Una vizcacha medita sobre los hombres


Pablo Cingolani
a Dana, 
a sus 13 años
junto a nosotros

Sé que temen a las montañas. O les son indiferentes. O las aborrecen. Quisieran que no estén allí, Van y vienen apurados y atribulados por los cerros subidos a unos artefactos de fierro y caucho que son feos, muy feos, y donde se aferran o se apiñan y así atraviesan estos parajes sin detenerse o, si lo hacen, es para arrojar desechos, más fierro, más caucho, que ensucia y degrada el paisaje, que contamina y envenena la tierra, que nos hiere y nos mortifica y nos va matando de a poco y, seguramente, también a ellos.

Siempre me pregunto por qué lo hacen –porque actúan sin un sentido, sin un propósito aparente o evidente- y no termino de encontrar una respuesta. No los entiendo. No entiendo porque se afanan tanto –parecen siempre ajetreados, parecen siempre preocupados por algo que no sé que es y qué pueda ser- y no se tranquilizan y no acuden hasta aquí a tomar el sol, a recibir su luz, a escuchar el canto de los pájaros o el rumor de los arroyos o, simplemente, a admirar tanta magnífica obra de la naturaleza, la auténtica majestad de estas montañas que son nuestra cuna, nuestro lar, nuestro amparo y que serán nuestra tumba, claro. Mientras ellos, van y vienen, erran sin descanso, parecen cansados de llevarse siempre puestos y de no ceder en ese ir y venir insensato, enloquecido, febril.

¿A dónde irán? Dicen que así como se apiñan y abigarran en esos feos artefactos donde se trasladan, igual lo hacen donde moran. Dicen que viven unos encima de otros en unas construcciones, hechas con fierros también y feas igual que las otras, que se alzan hacia el cielo, como las montañas. No se entiende: si las montañas ya están hechas y son bellas porque se obstinan en elevar sus moradas y vivir allí todos juntos y encerrados.

No todos los hombres son iguales, hay que decirlo. Algunos, los menos, viven en las montañas y las celebran y las ofrendan y celebran al sol que despunta y al sol que reconforta y calienta y lo ofrendan también y ofrendan a las piedras que juntan en montículos y allí realizan sus ceremonias y, por un momento, al verlos, uno siente que son felices, que son auténticos, que son verdaderos. Que esos hombres levantan su mirada hacia las alturas, hacia el sol, hacia el vasto mundo de arriba, y parecen agradecer todo lo dado, lo iluminado, todo lo que se brinda, todo lo que uno puede recibir si se atreve a hacerlo. Espero no equivocarme.
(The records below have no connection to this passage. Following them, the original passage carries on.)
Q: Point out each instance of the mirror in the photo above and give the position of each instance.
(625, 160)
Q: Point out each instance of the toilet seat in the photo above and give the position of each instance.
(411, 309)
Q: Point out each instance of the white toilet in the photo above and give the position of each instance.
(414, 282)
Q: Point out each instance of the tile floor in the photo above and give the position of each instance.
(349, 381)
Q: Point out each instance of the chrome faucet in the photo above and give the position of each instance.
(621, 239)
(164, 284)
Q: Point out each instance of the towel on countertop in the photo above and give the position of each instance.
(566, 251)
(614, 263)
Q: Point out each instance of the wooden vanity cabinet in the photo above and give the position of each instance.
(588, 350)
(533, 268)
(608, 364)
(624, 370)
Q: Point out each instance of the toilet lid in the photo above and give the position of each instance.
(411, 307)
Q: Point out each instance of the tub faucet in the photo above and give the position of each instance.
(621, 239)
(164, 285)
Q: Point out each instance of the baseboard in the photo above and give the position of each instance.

Espero que en verdad lo sientan así y dejen a un lado esa pesadumbre, esa ira, esa angustia, esa frustración, que parecen cargar y los agobia y los lacera.

Sucede que son torpes. Se tambalean en sus largas extremidades y tal vez sea por eso que le temen a las montañas: cuando caminan por aquí o son lentos –se concentran para dar cada paso- o parecen ebrios y uno los mira y está seguro de que cualquier rato pueden caerse. No saltan: no saben saltar. No entienden la ley de gravedad. Son necios. Será por eso que no aprecian los riscos, los abismos, las grietas, las peñas, los precipicios. Será por eso que ven a las montañas con hostilidad y que por eso se asustan y no las respetan y no las quieren.

Los menos, los que moran sencillamente y van a pie o acuden a estor reinos de piedra y viento, atesoran o creo que atesoran un fervor por comunicarse con esa piedra y ese viento que los insumisa y los distancia de la tristeza que parecen cargar los otros, los que se apilan y se apiñan y no saben cómo detenerse. Hay que mirar al sol de frente, alzar el rostro a su luz bienhechora y parar, pararse y agasajarse y sentir y brillar y agradecer y así es, así siempre fue: desde que somos lo que somos lo venimos haciendo y nunca nos ha fallado. Si alguno me escuchase, le diría eso: el sol, la luz del sol, todo lo aclara, todo lo inspira.

Tal vez sea ese el desgarro que portan, que perpetúan y heredan por algún motivo que desconozco,  y los vuelve tristes: no darse cuenta que todo lo que está revelado, está dado, y es para compartirlo, es para disfrutarlo, es para alegrarse de que exista y sea y esté allí donde está y se está y estuvo y se estará y no se debe ni contradecirlo ni alterarlo: se debe comprenderlo. Que el sol es sol, que la piedra es piedra, que el viento es viento: ¿es tan difícil aceptarlo? ¿Es tan complicado entenderlo?